Una volta un tale ebbe a dire che il contrario dell’amore non è l’odio, ma l’indifferenza. Me lo sono ricordato ascoltando queste parole ruvide di Gesù: Il mondo vi odia! “Se il mondo vi odia, sappiate che prima di voi ha odiato me” (Gv 15,18-21). 
 Accogliendo queste parole con superficialità e comodità saremmo portati a pensare che gli altri sono cattivi, perché ci odiano. E noi dobbiamo difenderci. E se non riusciamo nell’impresa: non ti curar di loro… A me questa interpretazione non convince. Perché contraddice la vita di Gesù. Le sue parole, le sue scelte, le sue logiche e il suo cuore. Lontano anche dal suo modo di parlare per paradossi. Come quando invitando a “perdere la vita” non vuole istigare al suicidio! 
Il mondo ci odia, dice Gesù, odia il vangelo e i suoi discepoli, dice Gesù.
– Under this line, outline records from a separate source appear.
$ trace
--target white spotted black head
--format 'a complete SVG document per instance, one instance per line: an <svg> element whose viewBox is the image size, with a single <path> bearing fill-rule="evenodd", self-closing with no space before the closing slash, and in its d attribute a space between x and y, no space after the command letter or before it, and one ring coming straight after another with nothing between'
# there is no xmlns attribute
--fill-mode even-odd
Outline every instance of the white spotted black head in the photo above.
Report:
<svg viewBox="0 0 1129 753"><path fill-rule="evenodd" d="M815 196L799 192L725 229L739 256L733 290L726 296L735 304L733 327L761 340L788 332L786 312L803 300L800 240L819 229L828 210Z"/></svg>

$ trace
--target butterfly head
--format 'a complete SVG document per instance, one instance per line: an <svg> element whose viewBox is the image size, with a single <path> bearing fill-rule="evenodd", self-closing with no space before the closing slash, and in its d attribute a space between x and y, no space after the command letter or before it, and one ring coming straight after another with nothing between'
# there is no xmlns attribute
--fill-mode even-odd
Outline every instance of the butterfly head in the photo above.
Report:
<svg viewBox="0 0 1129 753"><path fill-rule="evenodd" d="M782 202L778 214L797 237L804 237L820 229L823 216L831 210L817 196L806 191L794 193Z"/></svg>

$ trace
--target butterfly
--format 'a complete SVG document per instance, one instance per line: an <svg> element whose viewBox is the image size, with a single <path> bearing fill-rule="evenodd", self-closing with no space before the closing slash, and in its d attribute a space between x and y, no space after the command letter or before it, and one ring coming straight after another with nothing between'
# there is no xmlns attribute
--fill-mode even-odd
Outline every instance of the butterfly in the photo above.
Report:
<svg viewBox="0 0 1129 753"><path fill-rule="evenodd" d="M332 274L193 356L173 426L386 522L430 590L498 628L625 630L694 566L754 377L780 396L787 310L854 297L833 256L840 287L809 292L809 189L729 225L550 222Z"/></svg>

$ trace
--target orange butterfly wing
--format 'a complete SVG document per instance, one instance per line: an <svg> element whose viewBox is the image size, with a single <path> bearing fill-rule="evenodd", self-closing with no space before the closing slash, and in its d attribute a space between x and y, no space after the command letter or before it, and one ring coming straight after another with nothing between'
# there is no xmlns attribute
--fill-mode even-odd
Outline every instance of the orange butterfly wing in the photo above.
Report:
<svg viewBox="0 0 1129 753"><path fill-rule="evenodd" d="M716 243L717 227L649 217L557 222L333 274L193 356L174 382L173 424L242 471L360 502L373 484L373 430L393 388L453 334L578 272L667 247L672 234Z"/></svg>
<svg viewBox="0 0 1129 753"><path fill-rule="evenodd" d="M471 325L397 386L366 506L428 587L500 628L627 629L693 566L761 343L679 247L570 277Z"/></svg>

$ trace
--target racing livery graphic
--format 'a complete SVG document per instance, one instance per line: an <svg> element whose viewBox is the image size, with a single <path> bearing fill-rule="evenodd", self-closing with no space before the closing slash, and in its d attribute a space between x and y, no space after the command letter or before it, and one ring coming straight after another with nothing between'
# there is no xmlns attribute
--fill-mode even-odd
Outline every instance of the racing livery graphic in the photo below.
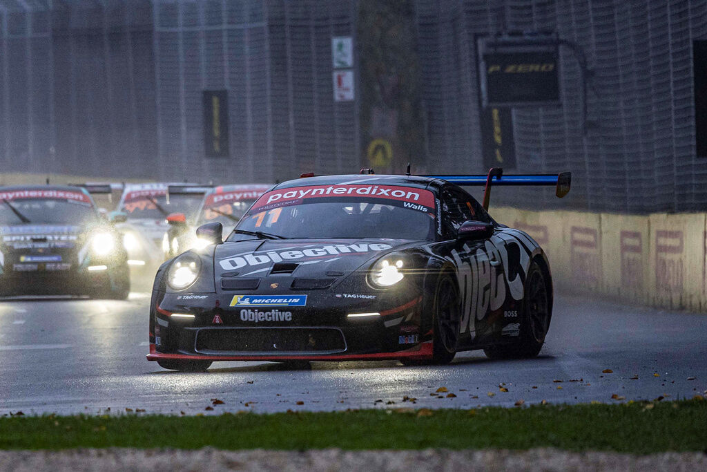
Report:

Nel senso che logiche e i obiettivi non coincidono. C’è un salto da compiere, tale e quale una risurrezione. Come due note discordanti che ti mettono in crisi l’udito. Come parole nuove che ti sbilanciano l’esistenza. Come una felicità che andavi cercando per convenzione, e negandone l’effettiva esistenza, che nei fatti e all’improvviso ti abbraccia, esistente. 
Quando invece viviamo un cristianesimo rattoppato, diluito nella banalità e nell’inconsistenza del mondo, conniventi e sonnolenti di fronte al male, e soprattutto vuoto di gioia, non vi è differenza tra noi il mondo. E allora non sono gli altri cattivi, ma noi omologati e vuoti. E il mondo non ci odia più, ma ci guarda indifferente. 
 Mi viene in mente il Cyrano di Francesco Guccini: “spiacere è il mio piacere, io amo essere odiato”. Anche questo, un paradosso per dire: profezia. Cioè una logica diversa, una vita nuova, una gioia vera e una felicità possibile.